Firms are added to the targeted list if they are perceived as though they are going through some turmoil. Firms meeting this criteria might include those that are experiencing disappointing business performance; high-level turnover; ethical or legal issues; or a merger/acquisition.

Raiding: More Than Cold Calling

Many individuals think that you can block recruiters simply by blocking incoming telephone calls. Unfortunately, that’s a na?ve notion. Recruiters use a variety of approaches to identify and lure people away, so you need to set up a system to identify all of the recruiting tactics that are or might be used.

These include inbound telephone calls; direct targeting at professional conferences and events; networking through local association meetings and electronic communities; benchmarking processes; direct and indirect email; website advertising (overt and indirect); direct mail; and employee referral (a former colleague now at a competitor’s company poaches talent).

Like any business strategy, a blocking strategy should have measurable goals and objectives.
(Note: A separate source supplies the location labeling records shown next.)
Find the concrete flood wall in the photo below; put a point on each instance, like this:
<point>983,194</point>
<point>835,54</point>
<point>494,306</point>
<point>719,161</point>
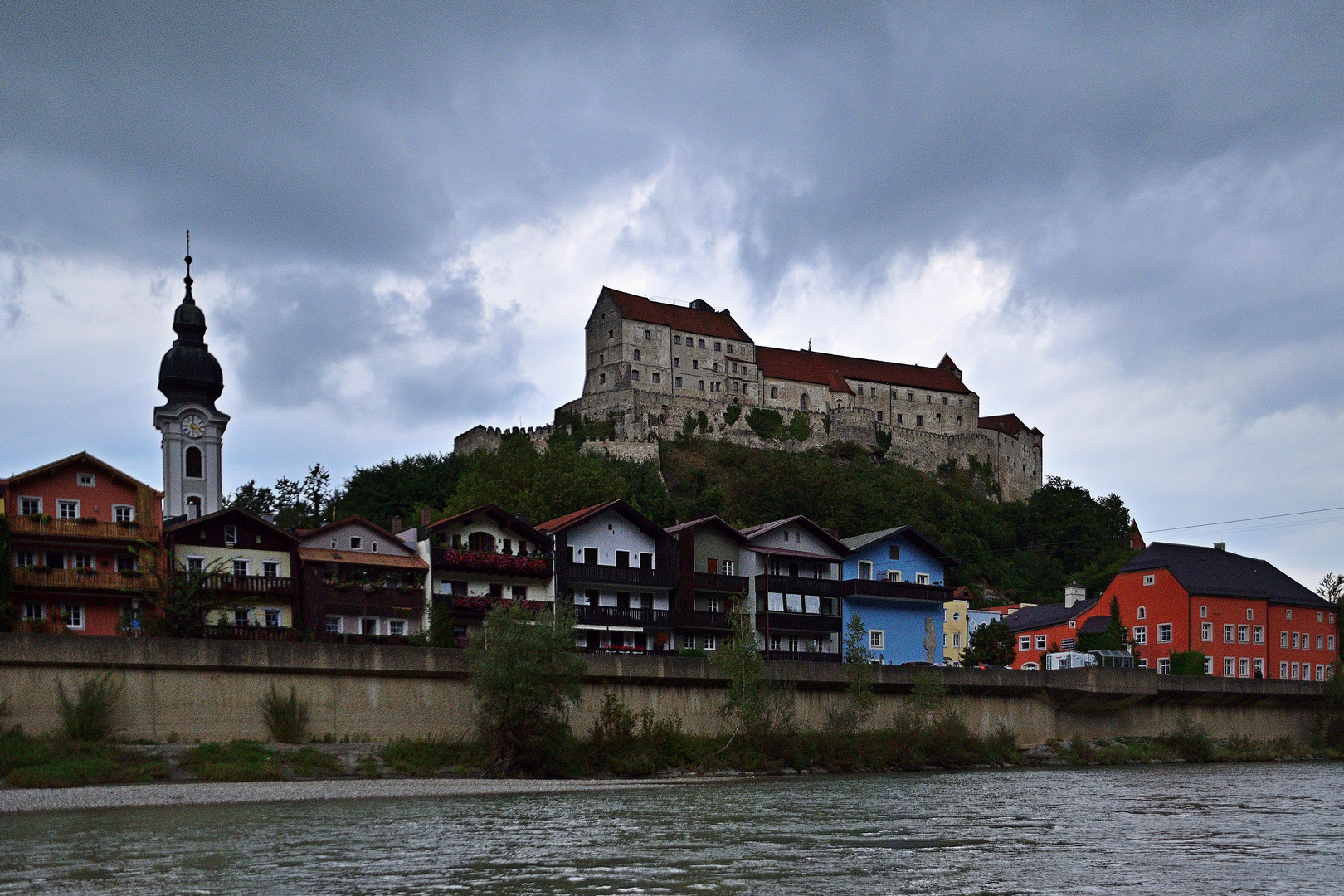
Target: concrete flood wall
<point>210,689</point>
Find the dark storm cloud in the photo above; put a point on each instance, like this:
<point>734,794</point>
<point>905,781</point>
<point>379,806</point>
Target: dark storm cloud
<point>1175,165</point>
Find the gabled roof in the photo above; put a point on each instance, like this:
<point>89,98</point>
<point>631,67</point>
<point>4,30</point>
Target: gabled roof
<point>82,457</point>
<point>180,524</point>
<point>715,520</point>
<point>570,520</point>
<point>830,540</point>
<point>357,520</point>
<point>693,320</point>
<point>503,518</point>
<point>1046,616</point>
<point>832,370</point>
<point>1222,574</point>
<point>910,533</point>
<point>1007,423</point>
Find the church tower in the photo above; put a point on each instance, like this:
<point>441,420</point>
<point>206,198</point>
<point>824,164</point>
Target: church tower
<point>192,430</point>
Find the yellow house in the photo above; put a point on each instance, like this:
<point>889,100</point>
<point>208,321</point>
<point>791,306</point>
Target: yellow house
<point>253,561</point>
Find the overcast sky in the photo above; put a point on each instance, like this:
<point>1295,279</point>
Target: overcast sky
<point>1122,221</point>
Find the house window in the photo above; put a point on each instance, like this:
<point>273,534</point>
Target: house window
<point>74,614</point>
<point>194,465</point>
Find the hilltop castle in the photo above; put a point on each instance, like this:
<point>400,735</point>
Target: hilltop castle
<point>650,364</point>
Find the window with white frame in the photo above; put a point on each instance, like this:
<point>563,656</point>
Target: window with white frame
<point>74,614</point>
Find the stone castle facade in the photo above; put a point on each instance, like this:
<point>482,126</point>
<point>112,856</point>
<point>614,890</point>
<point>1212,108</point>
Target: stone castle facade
<point>650,364</point>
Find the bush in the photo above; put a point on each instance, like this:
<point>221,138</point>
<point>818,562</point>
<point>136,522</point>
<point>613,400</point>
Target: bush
<point>89,715</point>
<point>285,718</point>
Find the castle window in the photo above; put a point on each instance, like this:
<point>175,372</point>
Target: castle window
<point>194,466</point>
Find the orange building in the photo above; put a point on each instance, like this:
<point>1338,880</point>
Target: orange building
<point>85,546</point>
<point>1246,617</point>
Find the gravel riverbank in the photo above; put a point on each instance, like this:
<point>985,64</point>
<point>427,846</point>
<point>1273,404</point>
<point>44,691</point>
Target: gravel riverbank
<point>195,794</point>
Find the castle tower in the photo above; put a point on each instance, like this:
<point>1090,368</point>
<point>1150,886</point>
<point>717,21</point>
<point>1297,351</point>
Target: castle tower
<point>192,430</point>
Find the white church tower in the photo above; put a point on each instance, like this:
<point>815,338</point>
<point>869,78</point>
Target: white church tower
<point>192,430</point>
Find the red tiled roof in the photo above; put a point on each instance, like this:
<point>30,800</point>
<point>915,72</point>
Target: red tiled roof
<point>706,323</point>
<point>570,519</point>
<point>828,370</point>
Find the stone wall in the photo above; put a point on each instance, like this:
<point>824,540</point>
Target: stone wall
<point>208,691</point>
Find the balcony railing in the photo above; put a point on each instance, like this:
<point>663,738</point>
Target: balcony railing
<point>249,585</point>
<point>624,617</point>
<point>895,590</point>
<point>82,579</point>
<point>778,621</point>
<point>77,529</point>
<point>502,564</point>
<point>797,585</point>
<point>635,577</point>
<point>722,583</point>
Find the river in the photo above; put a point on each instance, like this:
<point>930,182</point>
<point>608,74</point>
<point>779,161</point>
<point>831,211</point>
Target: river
<point>1177,829</point>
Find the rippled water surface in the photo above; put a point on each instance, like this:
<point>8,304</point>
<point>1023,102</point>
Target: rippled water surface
<point>1168,829</point>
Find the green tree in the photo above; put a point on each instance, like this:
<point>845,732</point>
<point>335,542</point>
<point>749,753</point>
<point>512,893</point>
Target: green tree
<point>992,645</point>
<point>524,676</point>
The best blocking strategies include most of the following goals:

  • Identify individuals and firms that are raiding you
  • Identify “who” they are targeting
  • Identify what approaches they are using (both successful and unsuccessful)
  • Restrict or completely block the successful approaches
  • Learn from the raiding approaches and leverage them yourself
  • Take away more top performers from them than they take away from you
  • Prevent future poaching attempts

Section 2: Elements of a World-Class Blocking Strategy

The remainder of this article highlights the critical elements in a world-class blocking strategy. Of course, not everyone needs to have a sophisticated world-class blocking strategy, so pick and choose which of the following strategy elements are needed by your particular organization.

  1. Identify talent needs of competitors. It’s relatively easy to find out when competitors are hiring, and for what type of talent, because they post their jobs on their corporate websites. If you track their jobs over time, you can often identify patterns in recruiting practices that will help you predict possible poaching activity. Obviously, if they’re doing a great deal of recruiting for a particular job type or job family, individuals within that job family at your organization are at risk of being poached away. Conversely, if they’re doing no hiring in a job category, your blocking efforts can be temporarily relaxed.
  2. Use “dry search” to identify which employees are most likely to be targeted by others. When wolves attack, they don’t go after every sheep. Instead, they target the most vulnerable or the fattest, juiciest sheep they can find. Recruiters are no different. As a result, you want to identify which of your employees are most likely to be poached away and which ones are the least vulnerable. Use an executive search professional with expertise in your industry or a functionally aligned executive recruiter. Headhunters make their living by poaching employed individuals. They are the very best poachers and tend to know or be able to quickly identify which individuals would be prime targets. Ask such recruiters to conduct a “dry search,” which is a scan of your organization’s organizational chart and employee profiles to see which individuals are least and most likely to be desirable by an outside firm. Of course, you have to rely on their ethics not to actually poach the desirable people after they’ve identified them, but if you work with them regularly, that’s not likely to be a problem.
  3. Ask retained search professionals to be on the lookout. Talk to your retained search firm and ask them to note any competitive intelligence about what jobs major players are actively recruiting for and which firms are involved. You can also, if you’re feeling bold, ask them to be on the lookout for your own employees who initiate a job search (knowing who is looking can give you an opportunity to re-recruit them).